IC Die Photos

[siliconGary]

Here a few shots of IC's taken from a ~2006 Apple webcam. The first is I think a voltage regulator chip that was on the back of the CCD board. The photo is a stitch of ~20 images the chip is ~3mm x1.5mm



I really like the symmetry on this die, Some detail is lost in the shrinking and compressing to fit. The full size image is here
http://vintageteardown.com/wp-content/u ... 43mm-1.jpg

This is a 20x objective image of an area showing the Bipolar transistors



This is a Sony D2450 the timing generator used for the CCD, the die is ~4mm on a side, and this was 46 images stitched



Full size version is here
http://vintageteardown.com/wp-content/u ... 3.85mm.jpg

and this is a image stack (5 images in Zerene PMax) taken with an 80x objective



I like looking at the different die and seeing different layout techniques, the processes used and trying to identify circuit functions. I recently started a blog to chronicle the stuff I am looking at www.vintageteardown.com (I hope its alright to mention it here, it is not a commercial blog).

[ChrisR]

I think I can guess transistors and resistors, but I for one would like to see a few components pointed out, to be sure, if that would be possible?
What's the diffusion used for resistors?

[Olympusman]

Nice.

Mike

[siliconGary]

I think I can guess transistors and resistors, but I for one would like to see a few components pointed out, to be sure, if that would be possible?
What's the diffusion used for resistors?

Here you go



There are several diffusions used to form the emitter, base, collectors regions of transistors, some are "re-used" to form resistors.

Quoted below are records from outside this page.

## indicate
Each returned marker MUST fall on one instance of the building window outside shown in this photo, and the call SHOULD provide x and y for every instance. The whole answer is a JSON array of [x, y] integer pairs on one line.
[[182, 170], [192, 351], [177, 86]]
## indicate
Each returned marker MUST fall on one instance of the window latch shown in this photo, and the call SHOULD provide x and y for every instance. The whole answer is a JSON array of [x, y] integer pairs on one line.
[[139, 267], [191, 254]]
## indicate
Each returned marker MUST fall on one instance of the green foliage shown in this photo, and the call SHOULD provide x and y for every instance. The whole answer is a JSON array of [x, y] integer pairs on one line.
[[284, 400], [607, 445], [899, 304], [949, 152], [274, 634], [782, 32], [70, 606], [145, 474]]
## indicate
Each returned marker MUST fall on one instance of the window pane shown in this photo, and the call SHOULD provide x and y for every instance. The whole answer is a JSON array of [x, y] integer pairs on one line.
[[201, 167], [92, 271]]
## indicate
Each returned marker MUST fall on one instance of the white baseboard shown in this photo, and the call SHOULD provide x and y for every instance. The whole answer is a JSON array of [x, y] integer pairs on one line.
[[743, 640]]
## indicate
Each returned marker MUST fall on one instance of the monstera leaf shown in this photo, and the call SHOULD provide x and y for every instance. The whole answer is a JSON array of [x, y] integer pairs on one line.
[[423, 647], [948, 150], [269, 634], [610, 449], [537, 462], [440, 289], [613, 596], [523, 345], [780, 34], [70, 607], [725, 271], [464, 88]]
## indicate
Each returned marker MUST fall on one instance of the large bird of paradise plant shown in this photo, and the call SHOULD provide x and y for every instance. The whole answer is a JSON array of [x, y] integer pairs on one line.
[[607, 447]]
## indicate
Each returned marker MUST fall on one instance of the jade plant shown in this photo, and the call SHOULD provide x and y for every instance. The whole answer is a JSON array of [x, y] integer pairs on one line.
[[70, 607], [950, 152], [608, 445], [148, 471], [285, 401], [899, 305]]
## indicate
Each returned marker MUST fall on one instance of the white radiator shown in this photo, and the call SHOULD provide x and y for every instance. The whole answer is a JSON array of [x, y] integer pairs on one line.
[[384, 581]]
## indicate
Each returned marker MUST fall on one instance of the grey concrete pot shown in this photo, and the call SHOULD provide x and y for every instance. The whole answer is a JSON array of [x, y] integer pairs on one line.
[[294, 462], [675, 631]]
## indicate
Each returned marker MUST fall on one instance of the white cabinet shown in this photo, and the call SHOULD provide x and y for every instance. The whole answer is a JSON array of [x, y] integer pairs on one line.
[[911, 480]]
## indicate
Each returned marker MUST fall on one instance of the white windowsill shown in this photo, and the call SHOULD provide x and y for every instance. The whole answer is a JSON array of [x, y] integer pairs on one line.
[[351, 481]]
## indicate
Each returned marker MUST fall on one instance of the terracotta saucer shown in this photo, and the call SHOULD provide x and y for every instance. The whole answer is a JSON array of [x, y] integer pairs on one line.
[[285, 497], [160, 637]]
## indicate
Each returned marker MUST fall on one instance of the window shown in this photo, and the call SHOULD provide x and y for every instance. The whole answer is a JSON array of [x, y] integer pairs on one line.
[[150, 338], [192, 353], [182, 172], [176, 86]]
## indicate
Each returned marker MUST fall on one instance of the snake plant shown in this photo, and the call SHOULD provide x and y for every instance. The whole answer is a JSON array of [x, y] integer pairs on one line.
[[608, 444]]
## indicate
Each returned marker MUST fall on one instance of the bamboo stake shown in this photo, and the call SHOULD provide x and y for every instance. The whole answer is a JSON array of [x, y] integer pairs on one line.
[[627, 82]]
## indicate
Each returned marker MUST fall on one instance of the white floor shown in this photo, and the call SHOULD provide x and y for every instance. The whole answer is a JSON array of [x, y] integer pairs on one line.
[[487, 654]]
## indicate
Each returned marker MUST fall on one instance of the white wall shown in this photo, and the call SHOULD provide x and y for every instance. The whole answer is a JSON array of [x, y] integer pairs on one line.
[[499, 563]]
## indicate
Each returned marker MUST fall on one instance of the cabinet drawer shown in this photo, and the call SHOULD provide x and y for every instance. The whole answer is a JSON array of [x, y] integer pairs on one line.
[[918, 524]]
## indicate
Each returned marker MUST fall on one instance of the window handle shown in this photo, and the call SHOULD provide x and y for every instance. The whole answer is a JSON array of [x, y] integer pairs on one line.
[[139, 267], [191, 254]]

In the other chip this is a CMOS process and the image is an array of MOSFETS

[Jacek]

Very nice

[mawyatt]

Gary,

Outstanding images!!

You can certainly see the older bipolar technology with the angular emitters. Not many bipolar processes available today other than the exotic Silicon Germanium (SiGe) BiCMOS technology.

Best,

Mike

[mawyatt]

Gary,

Sony has some of the fastest bipolar technology available 25 years ago, they had a fab in Austin, TX. They used it for DACs, ECL & CML logic. I used their DACs and ECL logic on a number of projects, very good technology!

Best,

Mike

[ChrisR]

Gary that's great thanks. They will go well, on the classroom wall, with some of Beatsy's recent big slice images .

Why are some of the emitters so big? Emitter-follower so that's where the power gets dissipated?

[Marek Mis]

Super ! Very interesting and high quality images !

Marek

[Sumguy01]

Interesting
Thanks for sharing.

[pwnell]

Very cool. These are large components... Nice to see them - unlike today's modern GP102 based systems (nVidia GPU) with 12 billion transistors - probably only an electron microscope can reveal any individual component details.

[siliconGary]

Very cool. These are large components... Nice to see them - unlike today's modern GP102 based systems (nVidia GPU) with 12 billion transistors - probably only an electron microscope can reveal any individual component details.

That's why I try to look at just vintage electronics. With any (digital) chip from the last 10 years in an optical microscope all you scan see is rows of Copper power/ground routing (Which these days is the 10th or even the 12th layer of metal!).
For a very modern die like the nVidia GPU, at the transistor level even a SEM can barely resolve the structures in plan view, In a cross-section to properly resolve the structure even a SEM is insufficient, a TEM is required to properly image the transistor structure (With some sophisticated/complicated processes to thin the sample to ~10um suitable for imaging)

[siliconGary]

Why are some of the emitters so big? Emitter-follower so that's where the power gets dissipated?

It's to do with current crowding phenomenom. The emitter doping layer is very thin, and conduction occurs at the edge of the junction, to maximize the current flow you need to maximize the emitter circumference. (Well that's what I think it is )